Co-policy: Responsive Human-Robot Co-Creation for Musical Performances

xtli312@whu.edu.cn

Code

Art has long stood as a pivotal expression of human creativity, and music is a compact but demanding testbed for embodied artificial intelligence. Most generative AI systems create disembodied content: text, images, audio, or symbolic scores. A robot musician must do something harder. It must understand an incomplete human seed, contribute a complementary musical response, and realize that response through timed physical contact with an instrument.

Co-policy is a modular embodied AI agent for human-robot musical co-creation. It combines semantic intent grounding, constrained musical variation, and a low-latency Gaussian-Mixture Visuomotor Policy (GMP), allowing a chime-striking robot to move beyond playback and participate in physically grounded musical interaction.

Semantic music co-creation demo — Semantic music co-creation

Concerto co-creation demo — Concerto co-creation

GMP generalization demo — GMP generalization

A modular embodied co-creation agent

The core challenge is to connect semantic musical understanding with real-time, physically executable action. Co-policy addresses this through three coupled modules: a semantic anchor bank for Qwen-VL, a constrained musical variation planner, and a single-pass mixture-density visuomotor policy for robot execution.

Unlike robotic playback systems that merely reproduce user-specified notes, Co-policy interprets an incomplete creative seed under musical and physical constraints. The semantic anchor bank provides style descriptors, technical annotations, score context, robot-playability tags, and structured target plans. The planner preserves the human motif while introducing harmonic, rhythmic, or accompaniment variation.

Why a Gaussian-Mixture Visuomotor Policy?

A single target note can be reached through multiple feasible motions, such as a top-down strike, side swing, or gentle tap. Deterministic behavior cloning tends to average these alternatives, while diffusion-policy execution can preserve multimodality at the cost of repeated denoising. GMP represents these alternatives as latent action modes and predicts mixture parameters in one forward pass.

Mode 1 Top-down strike

Mode 2 Side swing

Mode 3 Gentle tap

{ mixture weights, means, covariances } = f_θ(vision, note plan)

Evaluating Co-policy on real-robot musical co-creation

We evaluate Co-policy on real-robot chime performance and use ManiSkill2 as a secondary visuomotor generalization sanity check.
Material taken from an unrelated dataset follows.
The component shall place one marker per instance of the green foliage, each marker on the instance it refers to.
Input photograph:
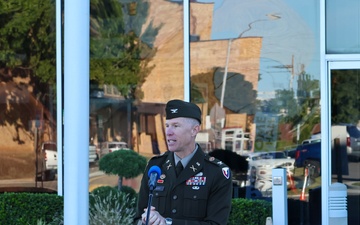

The real-robot study focuses on whether the agent aligns with human intent, contributes new musical material, executes feasible actions, and responds at interactive speed.

Chime Striking Evaluation

Method Acc Freq

ManiSkill2-style

0.44

15.2 Hz

0.51

10.1 Hz

Diffusion Policy

0.56

1.01 Hz

DROID-adapted BC

0.47

14.2 Hz

Co-policy

0.69

18.6 Hz

combined accuracy post-command action frequency

Table values from the paper: Co-policy reaches 0.69 combined chime-striking accuracy and 18.6 Hz post-command action frequency. The frequency measures the visuomotor execution loop after a robot command is available; it is not a full speech-to-action latency claim.

Where do we go from here?

Co-policy points toward embodied AI systems that can participate in artistic practice rather than only generating disembodied media. The current system is still bounded by the semantic anchor bank, the available instrument, acoustic noise, and limited tactile or force feedback. Future work will extend the framework to richer acoustic source separation, contact feedback, additional instruments, multi-robot ensembles, and longer human-AI improvisation.

The implementation is available in the accompanying GitHub repository, including semantic anchors, the constrained music planner, the real-robot execution loop, and ManiSkill2-based evaluation infrastructure.